Nouveau film de Bertrand Blier, Le Bruit des Glaçons a fait parler de lui sur bien des points.
D’abord parce que c’est son retour derrière la caméra après cinq années d’absence des salles de cinéma. Blier, parfois légèrement surestimé à mon avis, c’est tout de même le type qui a réalisé Les Valseuses, Tenue de Soirée ou encore Trop Belle Pour Toi. Un réalisateur à l’habit anticonformiste marqué. Un type qui a côtoyé les plus grands du cinéma français, des grands anciens comme Georges Lautner, des icônes comme Patrick Dewaere ou Jean-Pierre Marielle, des stars comme Gérard Depardieu, et je ne parle même pas de l’héritage paternel du génialissime Bernard Blier. Bref, dans le paysage cinématographique français, Bertrand Blier est quelqu’un qui compte.

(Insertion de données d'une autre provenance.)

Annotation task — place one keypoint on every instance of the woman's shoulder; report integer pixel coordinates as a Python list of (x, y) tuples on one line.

Ensuite parce que pour son nouveau long métrage, Blier réunit deux poids lourds de l’humour, aux styles pourtant très différents, Jean Dujardin abonné aux rôles de beaux gosses un peu cons et frimeurs (OSS 117, Un Gars Une Fille, Brice de Nice) et Albert Dupontel à l’humour grinçant du sale gosse qu’on laisse tout faire parce qu’il est brillant (Bernie, Enfermés Dehors, Le Créateur). La confrontation promettait d’être intéressante.
Enfin parce que le thème lui-même du film de Blier a fait controverse. Je vous en fais un rapide résumé.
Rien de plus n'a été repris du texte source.